Thursday, July 29, 2010

Tuesday Poem: NZ Poetry Day: The Charge At Parihaka


Yet a league, yet a league
     Yet a league onward,
Straight to the Maori Pah
     Marched the Twelve Hundred.
`Forward the Volunteers!
Is there a man who fears?’
Over the ferny plain
     Marched the Twelve Hundred

`Forward!' the Colonel said;
Was there a man dismayed?
No, for the heroes knew
     There was no danger
Theirs not to reckon why
Theirs not to bleed or die,
Theirs but to trample by:
     Each dauntless ranger.

Pressmen to right of them,
Pressmen to left of them,
Pressmen in front of them,
     Chuckled and wondered.
Dreading their country's eyes,
Long was the search and wise,
Vain, for the pressmen five
Had, by a slight device,
     Foiled the Twelve Hundred.

Gleamed all their muskets bare,
Fright'ning the children there,
Heroes to do and dare, Charging a village, while
     Maoridom wondered.
Plunged in potato fields,
Honour to hunger yields.
Te Whiti and Tohu
Bearing not swords or shields,
Questioned nor wondered,
Calmly before them sat;
     Faced the Twelve Hundred.

Children to right of them,
Children to left of them,
Women in front of them,
     Saw them and wondered;
Stormed at with jeer and groan,
Foiled by the five alone,
Never was trumpet blown
     O'er such a deed of arms.
Back with their captives three
Taken so gallantly,
     Rode the Twelve Hundred

When can their glory fade?
Oh! The wild charge they made,
     New Zealand wondered
Whether each doughty soul,
Paid for the pigs he stole:
     Noble Twelve Hundred

Jessie McKay

I’ve taken a liberty with the brief. Rather than put up a poem about New Zealand I’ve taken a particular event. Dated verse, it tells its own history.

Parody is rather rare in Kiwiland. So are political poems. Many Pakeha of my vintage claim now that they went through our education system with out knowledge of events at Parihaka. In my case Bill Oliver talked about it in university history honours. But there was no mention of it at school or earlier in university.

After the land wars of the mid 19th century here, calamitous for Maori, the iwi at Parihaka attempted passive disobedience to assist their cause. In 1881 the Government used overwhelming force to arrest the leaders and tried to prevent reporters describing the scene. Dick Scott’s 'Ask That Mountain' is a good account of the event.

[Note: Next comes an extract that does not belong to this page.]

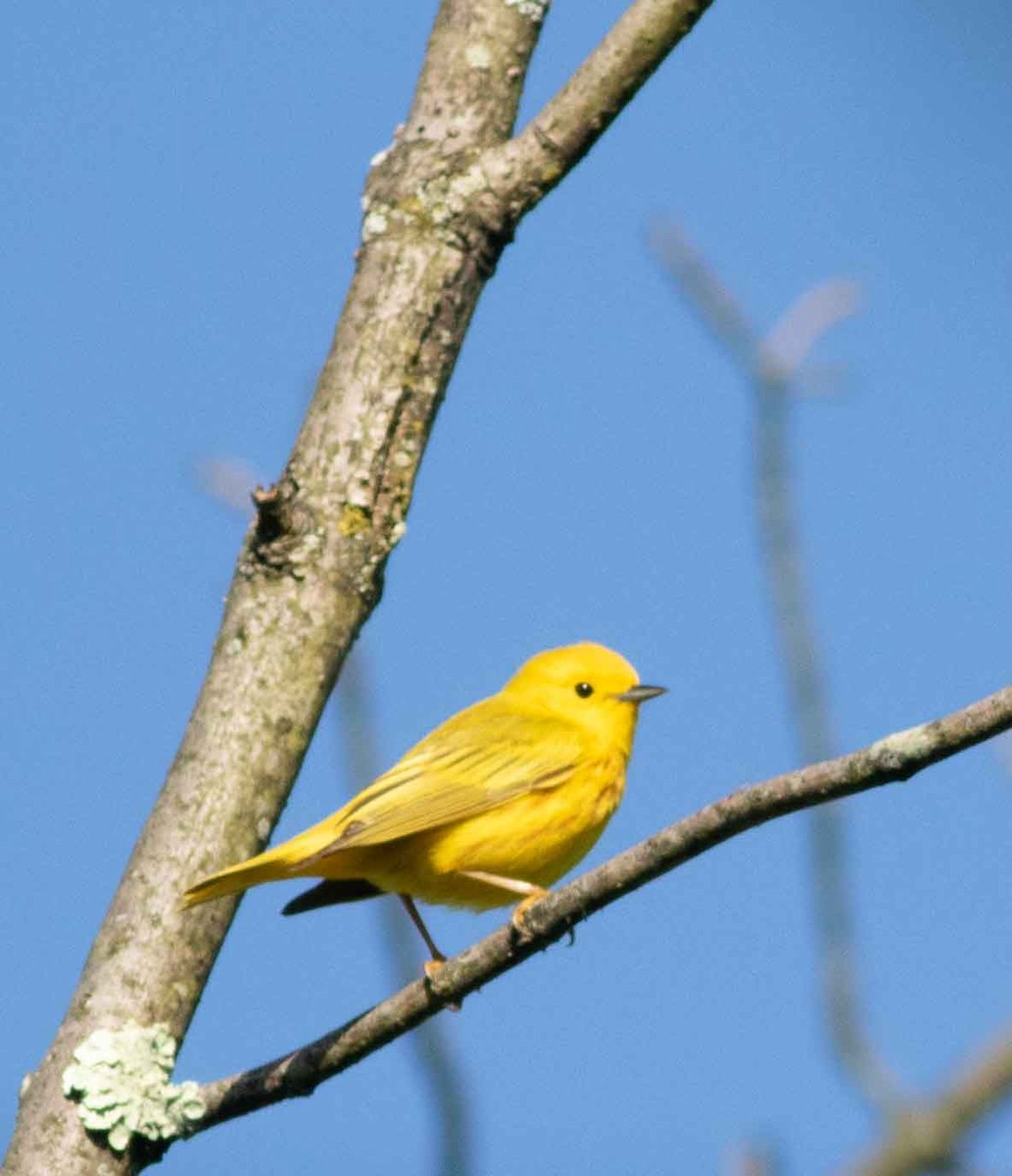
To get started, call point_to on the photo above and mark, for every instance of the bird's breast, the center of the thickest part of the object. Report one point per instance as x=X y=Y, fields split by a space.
x=539 y=836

Well-known activist - women’s rights, Scottish and Irish nationalism, prohibition – and supporter of the underdog, McKay used Tennyson’s Charge of the Light Brigade as a model to poke the borax. It’s a good example of the power of the pen, mockery and laughter used to deflate pomposity and grandiose behaviour. It also reveals contemporary difference of opinion over the seizure. Indeed, it shows that the late 19th century literary scene is, as well as the political establishment, more complex and diverse than common accepted wisdom allows.

1 comment:

  1. Great choice Harvey - it was a live issue at the time and Jessie McKay's bitter satire (stolen pigs, how glorious) shows not all Pakeha at the time were blind.